È stata una settimana proficua per lo Stato italiano sul fronte della guerra al crimine organizzato. Non bastassero i blitz contro il clan Moccia di Afragola, i Casalesi di Caserta e i ladri d'opere d'arte contigui al clan Licciardi di Napoli, lunedì 25 aprile, festa della Liberazione, anche il popoloso comune di Arzano, a nord del capoluogo campano, è stato “liberato” dai boss del pericoloso clan che porta il nome di un quartiere di edilizia popolare, la “167”, e dai vertici del clan rivale. Ben ventisette persone sono finite in manette. Tra di loro Giuseppe Monfregolo, 34enne ritenuto il capo della cosca della “167”, fratello di Mariano, già finito in cella per aver minacciato il comandante dei vigili urbani Biagio Chiariello, oggetto nelle scorse settimane di pesanti intimidazioni a colpi di falsi manifesti funebri. Con il boss Monfregolo sono stati arrestati anche la madre, la moglie, la sorella e altri due fratelli, praticamente l'intera famiglia malavitosa. In cella anche il capo di un'altra fazione, un tempo alleata dei Monfregolo ma recentemente protagonista di una faida sanguinosa: Pasquale Cristiano è stato arrestato assieme al padre, ad una zia e al cognato. A dimostrazione che i legami familiari sono alla base delle cosche di camorra. Altro elemento di spicco arrestato è poi Raffaele Alterio, il cui fratello Antonio poche settimane fa è scampato fortunosamente ad un agguato, rimanendo gravemente ferito.

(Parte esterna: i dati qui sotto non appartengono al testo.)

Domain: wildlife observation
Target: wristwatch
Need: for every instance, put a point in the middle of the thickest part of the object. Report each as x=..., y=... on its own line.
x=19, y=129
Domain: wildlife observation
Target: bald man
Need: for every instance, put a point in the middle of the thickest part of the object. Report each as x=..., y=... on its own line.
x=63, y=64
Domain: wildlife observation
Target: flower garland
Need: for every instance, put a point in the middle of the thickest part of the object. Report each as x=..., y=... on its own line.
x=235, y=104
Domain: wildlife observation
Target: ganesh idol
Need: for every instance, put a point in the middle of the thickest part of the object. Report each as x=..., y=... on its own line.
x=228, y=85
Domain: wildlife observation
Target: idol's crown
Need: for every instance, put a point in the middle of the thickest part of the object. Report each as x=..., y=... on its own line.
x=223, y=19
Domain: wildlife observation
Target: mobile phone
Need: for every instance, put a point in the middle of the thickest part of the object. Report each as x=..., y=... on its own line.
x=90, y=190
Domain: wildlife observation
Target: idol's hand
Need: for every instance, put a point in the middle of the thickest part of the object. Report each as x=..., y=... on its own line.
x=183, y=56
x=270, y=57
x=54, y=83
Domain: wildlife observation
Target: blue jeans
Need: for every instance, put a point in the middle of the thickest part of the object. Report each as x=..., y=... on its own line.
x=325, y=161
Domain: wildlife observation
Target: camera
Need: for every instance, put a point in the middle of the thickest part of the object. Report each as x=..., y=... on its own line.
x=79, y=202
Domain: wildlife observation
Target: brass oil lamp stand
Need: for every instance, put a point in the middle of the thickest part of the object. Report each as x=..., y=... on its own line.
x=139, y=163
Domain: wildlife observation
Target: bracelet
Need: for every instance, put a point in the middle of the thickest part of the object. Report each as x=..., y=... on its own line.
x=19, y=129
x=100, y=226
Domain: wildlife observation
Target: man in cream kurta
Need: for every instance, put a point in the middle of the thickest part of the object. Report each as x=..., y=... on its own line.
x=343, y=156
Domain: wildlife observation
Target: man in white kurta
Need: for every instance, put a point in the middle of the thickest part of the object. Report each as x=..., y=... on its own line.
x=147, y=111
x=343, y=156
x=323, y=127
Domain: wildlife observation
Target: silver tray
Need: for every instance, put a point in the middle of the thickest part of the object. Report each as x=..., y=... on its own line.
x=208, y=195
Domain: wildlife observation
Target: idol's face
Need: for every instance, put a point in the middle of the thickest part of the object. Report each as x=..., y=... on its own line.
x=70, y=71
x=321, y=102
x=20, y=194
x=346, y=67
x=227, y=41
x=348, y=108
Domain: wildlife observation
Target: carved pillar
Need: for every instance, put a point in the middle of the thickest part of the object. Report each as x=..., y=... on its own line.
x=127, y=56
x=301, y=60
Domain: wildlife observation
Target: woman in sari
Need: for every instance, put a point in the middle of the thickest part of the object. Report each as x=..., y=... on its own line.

I protagonisti di questo blitz sono anche noti per eventi, per così dire, “folcloristici”. Ad esempio, Pasquale Cristiano fece scalpore per un video diffuso sui social in cui il pregiudicato sfilava per le vie della cittadina a bordo di una Ferrari rossa in occasione dei festeggiamenti per la comunione del figlio. Piccolo particolare: l'uomo doveva essere agli arresti domiciliari, aveva ottenuto un permesso per partecipare alla funzione religiosa ma ne aveva approfittato per la sfilata di auto di lusso, un modo di ostentare la propria forza.
Giuseppe Monfregolo, invece, finì davanti alle telecamere della popolare trasmissione televisiva “Le Iene”, ai cui microfoni candidamente affermò di essere vittima di una persecuzione, visto che “ad Arzano la camorra non esiste”. Il fratello di Raffaele Alterio, Antonio, è stato protagonista di una polemica sui social in cui accusava i giornalisti locali di non occuparsi del divieto del Comune di far svolgere la processione per la Madonna dell'Arco. In realtà i vigili urbani avevano solo subordinato la processione alla condizione di evitare di passare nella “167” per non omaggiare i boss, e di rendere pubblico l'elenco delle donazioni e dei rispettivi offerenti.
Ora, i ventisette destinatari delle misure cautelari dovranno invece rispondere in tribunale, a vario titolo, di gravissime accuse che vanno dall'associazione a delinquere di stampo mafioso al narcotraffico, dalle estorsioni alla detenzione illegale di armi e alla ricettazione.